La plupart s'inspiraient d'animaux ou de plantes que l'on croise couramment, les garçons créant des créatures robustes et puissantes tandis que les filles avaient tendance à façonner de petits animaux ou de mignonnes figurines de poupée. Personne d'autre n'avait créé quelque chose comme la combinaison de fleurs et de fée d'Alfe. Et bien entendu, aucune ne rivalisait avec le chat invraisemblablement petit que j'avais créé, aux yeux de couleurs différentes.
Rassurée en regardant Alfe, je pris conscience que j'avais peut-être été hissée à un niveau considérable, et qu'il serait donc judicieux de créer l'air de rien une fée slime lors d'un prochain cours.
Tout en y réfléchissant, je commençai à noter dans mon carnet la formule simplifiée d'un slime. Semi-solide, liquide… quelles autres caractéristiques lui donneraient un air enfantin et joueur ? Il ne coûtait rien d'aller chercher des traits un peu fantasques dans la liste des types inédits.
« … C'est fait ! »
À côté de moi, Alfe s'exclama joyeusement pendant que je travaillais sur la formule simplifiée du slime.
« Hé, regarde ça. »
Alfe, croisant mon regard, sourit et posa le bout de son doigt sur la plaque de formule.
« Mon serviteur. Viens à l'existence. Création de Fée. »
À l'incantation d'Alfe, le chat blanc que j'avais créé apparut. J'en restai stupéfaite… elle avait vraiment réécrit cette plaque de formule.
« Héhé. J'ai réparé le minou comme il faut. »
Elle semblait y avoir ajouté un schéma de comportement, car le chat vint jusqu'à moi.

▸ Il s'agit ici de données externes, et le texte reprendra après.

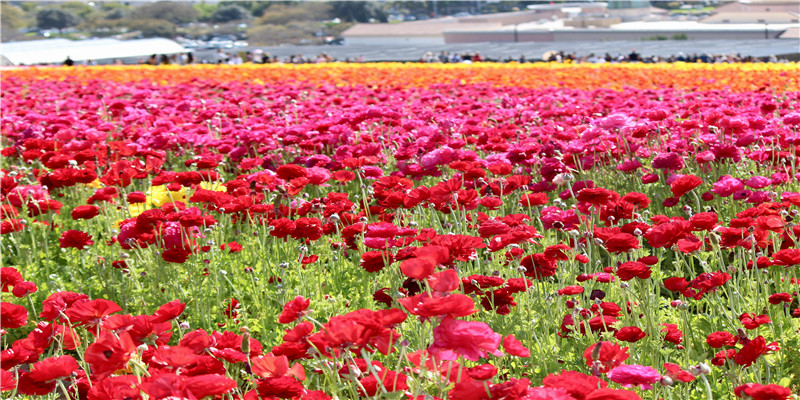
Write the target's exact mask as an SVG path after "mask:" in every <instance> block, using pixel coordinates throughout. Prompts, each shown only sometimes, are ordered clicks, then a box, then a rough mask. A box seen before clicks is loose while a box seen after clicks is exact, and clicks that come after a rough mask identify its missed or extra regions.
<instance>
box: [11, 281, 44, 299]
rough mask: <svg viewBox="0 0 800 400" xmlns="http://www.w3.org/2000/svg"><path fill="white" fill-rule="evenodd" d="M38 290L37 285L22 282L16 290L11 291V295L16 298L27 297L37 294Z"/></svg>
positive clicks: (26, 281)
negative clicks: (35, 293) (12, 295)
mask: <svg viewBox="0 0 800 400" xmlns="http://www.w3.org/2000/svg"><path fill="white" fill-rule="evenodd" d="M37 290H38V288H37V287H36V284H35V283H33V282H28V281H22V282H20V283H18V284H16V285H14V290H12V291H11V294H13V295H14V296H16V297H25V296H27V295H29V294H31V293H36V291H37Z"/></svg>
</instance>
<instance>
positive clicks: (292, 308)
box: [278, 296, 311, 324]
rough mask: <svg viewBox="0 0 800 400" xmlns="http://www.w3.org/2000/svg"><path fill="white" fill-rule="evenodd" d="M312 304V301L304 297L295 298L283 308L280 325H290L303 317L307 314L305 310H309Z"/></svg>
mask: <svg viewBox="0 0 800 400" xmlns="http://www.w3.org/2000/svg"><path fill="white" fill-rule="evenodd" d="M310 304H311V300H307V299H304V298H303V296H297V297H295V298H294V299H292V300H290V301H289V302H287V303H286V304H285V305H284V306H283V311H282V312H281V315H280V316H279V317H278V323H281V324H288V323H290V322H293V321H295V320H296V319H298V318H301V317H303V316H304V315H306V314H307V312H305V310H306V309H308V306H309V305H310Z"/></svg>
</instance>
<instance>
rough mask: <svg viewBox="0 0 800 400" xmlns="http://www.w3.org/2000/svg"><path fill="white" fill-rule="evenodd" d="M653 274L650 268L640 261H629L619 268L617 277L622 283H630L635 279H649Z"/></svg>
mask: <svg viewBox="0 0 800 400" xmlns="http://www.w3.org/2000/svg"><path fill="white" fill-rule="evenodd" d="M651 273H652V271H651V270H650V267H648V266H647V265H646V264H645V263H643V262H639V261H628V262H626V263H622V264H621V265H620V266H619V267H617V276H618V277H619V279H620V280H621V281H629V280H631V279H633V278H639V279H647V278H649V277H650V274H651Z"/></svg>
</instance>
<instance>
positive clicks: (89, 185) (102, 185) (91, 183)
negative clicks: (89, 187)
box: [86, 179, 103, 189]
mask: <svg viewBox="0 0 800 400" xmlns="http://www.w3.org/2000/svg"><path fill="white" fill-rule="evenodd" d="M86 186H88V187H92V188H95V189H100V188H101V187H103V183H102V182H100V180H99V179H95V180H93V181H92V182H91V183H87V184H86Z"/></svg>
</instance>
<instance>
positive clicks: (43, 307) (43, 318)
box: [39, 292, 89, 321]
mask: <svg viewBox="0 0 800 400" xmlns="http://www.w3.org/2000/svg"><path fill="white" fill-rule="evenodd" d="M88 299H89V296H87V295H85V294H82V293H75V292H55V293H53V294H51V295H50V296H47V299H45V300H44V301H43V302H42V312H41V313H39V318H42V319H44V320H45V321H52V320H54V319H56V318H57V317H59V316H60V315H61V313H62V312H64V311H65V310H66V309H67V308H69V307H70V306H71V305H72V304H73V303H75V302H77V301H79V300H88Z"/></svg>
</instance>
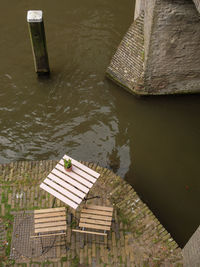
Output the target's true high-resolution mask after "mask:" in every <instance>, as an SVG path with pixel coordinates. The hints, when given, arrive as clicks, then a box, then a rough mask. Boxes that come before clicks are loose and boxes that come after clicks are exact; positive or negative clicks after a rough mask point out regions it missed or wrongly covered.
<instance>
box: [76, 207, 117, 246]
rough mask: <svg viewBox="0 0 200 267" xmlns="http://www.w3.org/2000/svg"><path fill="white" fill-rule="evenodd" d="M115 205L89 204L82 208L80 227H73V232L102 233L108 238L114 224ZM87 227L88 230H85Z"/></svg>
mask: <svg viewBox="0 0 200 267" xmlns="http://www.w3.org/2000/svg"><path fill="white" fill-rule="evenodd" d="M112 216H113V207H105V206H96V205H87V206H86V207H85V208H84V209H82V210H81V214H80V221H79V228H80V229H72V231H73V232H78V233H85V234H94V235H102V236H104V237H105V239H106V244H107V231H110V229H111V224H112ZM85 228H86V229H87V230H85ZM90 229H92V230H90Z"/></svg>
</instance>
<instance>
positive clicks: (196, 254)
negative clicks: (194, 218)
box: [182, 226, 200, 267]
mask: <svg viewBox="0 0 200 267" xmlns="http://www.w3.org/2000/svg"><path fill="white" fill-rule="evenodd" d="M182 253H183V263H184V265H183V266H184V267H188V266H192V267H199V266H200V226H199V228H198V229H197V230H196V232H195V233H194V234H193V235H192V237H191V238H190V240H189V241H188V243H187V244H186V245H185V247H184V248H183V250H182Z"/></svg>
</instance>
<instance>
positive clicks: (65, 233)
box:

« Impressionnant, Alfe. Mais si tu savais faire tout ça, il aurait été plus rapide de le créer de zéro… »
« Non. »
Alfe démentit mes paroles avec un sourire et exhiba la base du sort devant son visage.
« C'est une collaboration entre toi et moi ! »
« Une collaboration ? »
« Quelque chose qu'on a fait ensemble. »
J'en comprenais le sens, mais je ne saisissais pas bien pourquoi elle y tenait. Malgré tout, même si cela m'échappait, cela devait avoir de l'importance pour Alfe.
« Je vois. Beau travail, Alfe. »
Sans y toucher réellement, je fis le geste de caresser le chat blanc, pour tenter de montrer que je partageais son sentiment. L'expression d'Alfe se mua aussitôt en un sourire radieux.
« Oui ! Je t'aime, Leafa ! »
Alfe la pleurnicheuse avait les larmes faciles, qu'elle soit heureuse ou triste. En cet instant, les larmes dans ses yeux étaient des larmes de joie. Elle devait être sincèrement heureuse d'avoir réparé patiemment et d'y être parvenue.
« C'est grâce à tes propres efforts, Alfe. »
Comme je saluais son travail, elle rit doucement, secoua la tête et dit : « C'est grâce à toi. J'étais vraiment contente que tu l'aies créé en pensant à moi. »
« Je vois… »
Peut-être était-ce la nature contagieuse du sourire d'Alfe, mais mes joues se détendirent elles aussi. J'avais l'air d'en être sincèrement heureuse. Sans savoir pourquoi, je l'avais soudain ressenti ainsi.
Imaginer et partager les émotions de quelqu'un d'autre me paraissait étrangement peu familier.